BEIJING (Reuters) - Qualcomm Inc is likely to pay China a record fine of around $1 billion, ending a 14-month government investigation into anti-competitive practices, after the U.S. chipmaker and the regulator made significant progress during talks last week.
The deal, which may also see Qualcomm lower its royalty rates by around a third on patents used in China, could be announced as soon as Monday, a source said.
Discussions in Beijing over one of the most contentious cases under China’s 2008 anti-monopoly law have intensified in recent weeks, culminating in meetings between Qualcomm senior executives and National Development and Reform Commission (NDRC) officials on Friday.
Qualcomm’s fine would be the largest paid by any company in China. The company would also agree to make changes to its licensing practices, though those are not expected to alter its business model.
“The NDRC will soon release a new antitrust settlement,” Xu Kunlin, the head of the agency’s antitrust division, said at a law conference on Monday, according to an article posted on the website of the official Securities Times. “Qualcomm will be fined several times the total amount the NDRC fined last year.”
For the fiscal year ended Sept. 28, Qualcomm earned about half its global revenue of $26.5 billion in China, with a large chunk of profit coming from higher-margin royalties earned from the company’s licensing arm.
The NDRC probe disrupted that business, fostering disputes with existing licensees and causing other firms to delay signing new licenses, though Qualcomm reached a settlement with one “major Chinese licensee” even as the investigation continued, Qualcomm President Derek Aberle told analysts last month.
San Diego-based Qualcomm has also been seeking to deepen its presence in the Chinese market by transferring technology and investing in next-generation chip users.
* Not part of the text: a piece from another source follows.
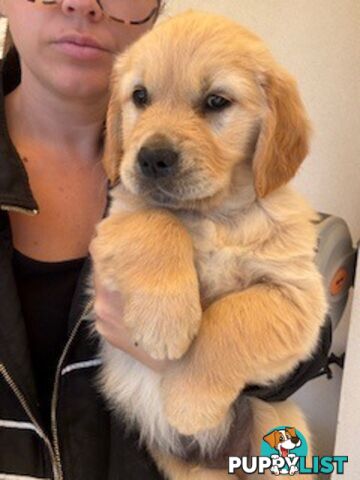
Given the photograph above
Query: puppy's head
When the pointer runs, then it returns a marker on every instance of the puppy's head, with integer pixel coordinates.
(196, 101)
In July, it said it would partner Semiconductor Manufacturing International Corp, a major Chinese chipset maker, to manufacture Qualcomm’s Snapdragon processors. It also plans to invest up to $150 million in Chinese start-ups to help develop mobile technologies for Internet, e-commerce, semiconductors, education and health.
The NDRC didn’t immediately respond to a request for comment. Christine Trimble, a Qualcomm spokeswoman, declined to comment.
A settlement would be a milestone in Xu’s controversial tenure at the NDRC’s antitrust division. He was promoted late last year to concurrently head the agency’s powerful pricing bureau.
Attorneys, executives and experts who have been drawn into NDRC’s antitrust investigations have complained of a culture of intimidation under Xu.
Underscoring how the issue became a focus of commercial friction between the world’s two largest economies, U.S. President Barack Obama pressed his Chinese counterpart Xi Jinping during November talks on the use of antitrust policy to limit royalty fees.
The NDRC has defended its antitrust work as fair and transparent. Xu told a news conference in September that foreign businesses were not being targeted.
In recent months, four international business lobbies have raised concerns about how China’s antitrust regulators carried out investigations. At least 30 overseas firms, including U.S. software giant Microsoft Corp and South Korea’s Samsung Electronics Co Ltd, have come under scrutiny.